Os periodistas da minha geração, bem como os políticos de épocas passadas, lembram-se que Juscelino, a simpatia em pessoa, fechou carranca, que não era de seu hábito, contra o FMI, e rompeu relações com essa instituição, criada por Lord Keynes, em 1944, para enfrentar, com o apoio financeiro dos Estados Unidos, a catástrofe da guerra, que terminaria logo depois. Evidentemente, as esquerdas da época aplaudiram o risonho Juscelino mas o Brasil, pouco tempo depois, reatava relações com o FMI, e viveram muito bem até há pouco.
Agora, diga-se como no interior, as coisas mudaram, e Lula sente-se suficientemente forte para renunciar a qualquer relação com o FMI, ao qual, segundo o título de um dos jornais de grande circulação, vota o maior desprezo.
Lula considera que o Brasil está rompendo a casa dos 5% de crescimento do PIB e que o Brasil, em breve, será atraído para a órbita dos grandes deste mundo, os G-8, os países mais ricos da terra.
Em desafio por uma aposta. Preferimos ficar na hipótese de desafio, pois o presidente Lula não tem conhecimento das complicadas relações entre os países e o FMI, e pode encontrar em seu caminho uma armadilha da qual será difícil safar-se. Como o presidente está demonstrando, ele parte para o desafio.
Lula lembra, neste momento e em face do FMI, ao qual vai desafiar ou já está desafiando - lembra, é bom insistir - o sábio padre Antonio Vieira, que dizia: "Nada justifica mais as atitudes do que o subir e o descer na vida, evidentemente". O subir sobe, também, à cabeça, é inebriante, e o descer é como um purgativo, rebaixando o ser humano. Lula está entrando cada vez mais, pelo que se observa, na área do orgulho, na fase de quem se crê o líder mundial dos emergentes, o líder de um mundo que só tem uma potência a lhe fazer face, os Estados Unidos.

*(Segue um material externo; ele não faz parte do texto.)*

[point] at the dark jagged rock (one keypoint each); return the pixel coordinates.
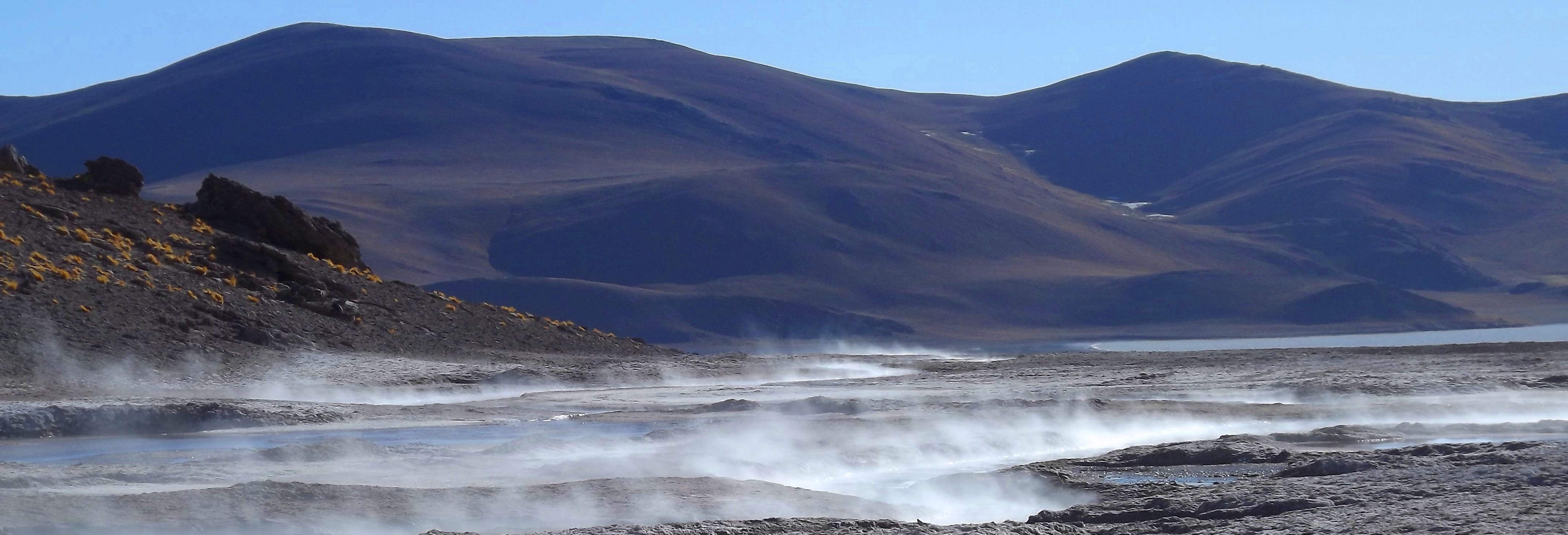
(1526, 288)
(731, 405)
(134, 419)
(107, 175)
(13, 162)
(1337, 435)
(1329, 467)
(236, 208)
(1224, 451)
(821, 405)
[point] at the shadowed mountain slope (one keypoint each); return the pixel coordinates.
(607, 175)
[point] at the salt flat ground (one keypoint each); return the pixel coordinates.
(905, 438)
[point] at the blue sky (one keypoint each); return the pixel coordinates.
(1459, 51)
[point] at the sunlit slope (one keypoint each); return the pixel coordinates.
(653, 167)
(1255, 148)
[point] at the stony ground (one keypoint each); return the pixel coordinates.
(1465, 440)
(96, 280)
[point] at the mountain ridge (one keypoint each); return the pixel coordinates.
(603, 159)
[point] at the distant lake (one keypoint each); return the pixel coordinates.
(1537, 333)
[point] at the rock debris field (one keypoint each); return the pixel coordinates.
(1441, 440)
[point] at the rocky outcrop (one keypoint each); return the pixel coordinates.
(13, 162)
(140, 419)
(237, 209)
(112, 176)
(1224, 451)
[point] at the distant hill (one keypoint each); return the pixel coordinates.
(723, 200)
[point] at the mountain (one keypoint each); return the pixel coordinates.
(93, 275)
(698, 198)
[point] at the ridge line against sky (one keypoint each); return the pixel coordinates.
(1451, 51)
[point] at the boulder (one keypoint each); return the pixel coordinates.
(109, 176)
(237, 209)
(1338, 435)
(12, 162)
(1225, 451)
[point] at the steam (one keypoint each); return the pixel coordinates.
(800, 437)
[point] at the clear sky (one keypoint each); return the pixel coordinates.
(1457, 51)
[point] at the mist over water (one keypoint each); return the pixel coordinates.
(1536, 333)
(885, 440)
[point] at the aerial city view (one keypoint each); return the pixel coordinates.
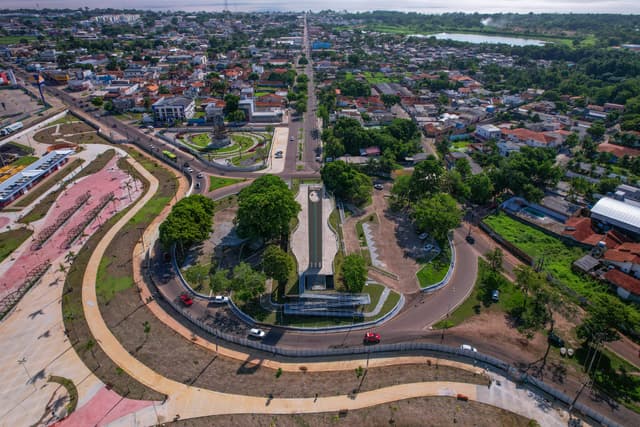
(319, 214)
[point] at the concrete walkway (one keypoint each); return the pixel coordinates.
(186, 402)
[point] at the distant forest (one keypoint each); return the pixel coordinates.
(609, 29)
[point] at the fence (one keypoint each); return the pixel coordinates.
(436, 350)
(441, 284)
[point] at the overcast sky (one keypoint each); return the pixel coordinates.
(424, 6)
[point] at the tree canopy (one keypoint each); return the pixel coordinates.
(346, 182)
(265, 209)
(437, 214)
(189, 222)
(354, 272)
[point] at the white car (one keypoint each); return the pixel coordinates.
(256, 333)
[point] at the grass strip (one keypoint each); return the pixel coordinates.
(41, 209)
(45, 185)
(71, 390)
(11, 240)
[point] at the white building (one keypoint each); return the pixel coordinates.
(171, 110)
(488, 132)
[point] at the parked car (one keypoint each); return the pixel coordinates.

É um defeito típico dos seres humanos, fortalecido pela parte da mídia que elogia a arrecadação, que não poupa palavras para elogiar o antigo torneiro mecânico, bem suscetível de mostrar-se um mosqueteiro, como os de Dumas, do velho estilo dos folhetins.
O Brasil é uma nação que cresce, sem dúvida. Não cresceu durante o tempo dos maus governos, que os tivemos e vários. Mas ainda não é uma potência. Poderia vir a sê-lo e integrar o pequeno circulo dos G-8, que dispõem de exércitos bem equipados, navios de guerra, submarinos, porta-aviões, e por aí vai. Quem acompanha a evolução do Brasil, diante destas considerações, sacadas da realidade, dá razão aos nossos argumentos. Mas a realidade é que temos, ainda, um longo caminho a percorrer e provavelmente o bem humorado presidente da República não tenha tempo para nos ver no pináculo das nações altamente industrializadas.
Dispomos, sem dúvida, dos fatores que destacam uma das outras nações. A França já foi uma potência que deu grandeza a Napoleão, tanta e tão grande que ele ousou invadir a Rússia, contra fatores desfavoráveis, e o que lhe aconteceu foi a derrota, acompanhada das patas de seus cavalos, na retirada oprobriosa da última frustrada tentativa. Foi o grande erro do corso, cuja estrela brilhou tanto que o levou, em 1804, a fundar um império, o império que perderia sua condição em 1815.
Entre as nações e com elas, umas contra outras ou a favor. A história está cheia de exemplos. O nosso seria um dos milhares. Daí, a necessidade de prudência pelo presidente, hoje com a estrela luminosa.
Voltemos ao FMI, órgão criado por Lord Kleynes: não é nenhum bicho papão. O Brasil lhe deve, moral e financeiramente muito. Deve tratá-lo como amigo, embora, como dizia Gilberto Amado, as nações não têm amigos, mas interesses. O FMI, no entanto, tem querido ser amigo do Brasil, como de outras nações. Cultivemos a amizade e tiremos dela o proveito que é, de resto, exatamente o que a instituição de ajuda financeira quer de nós.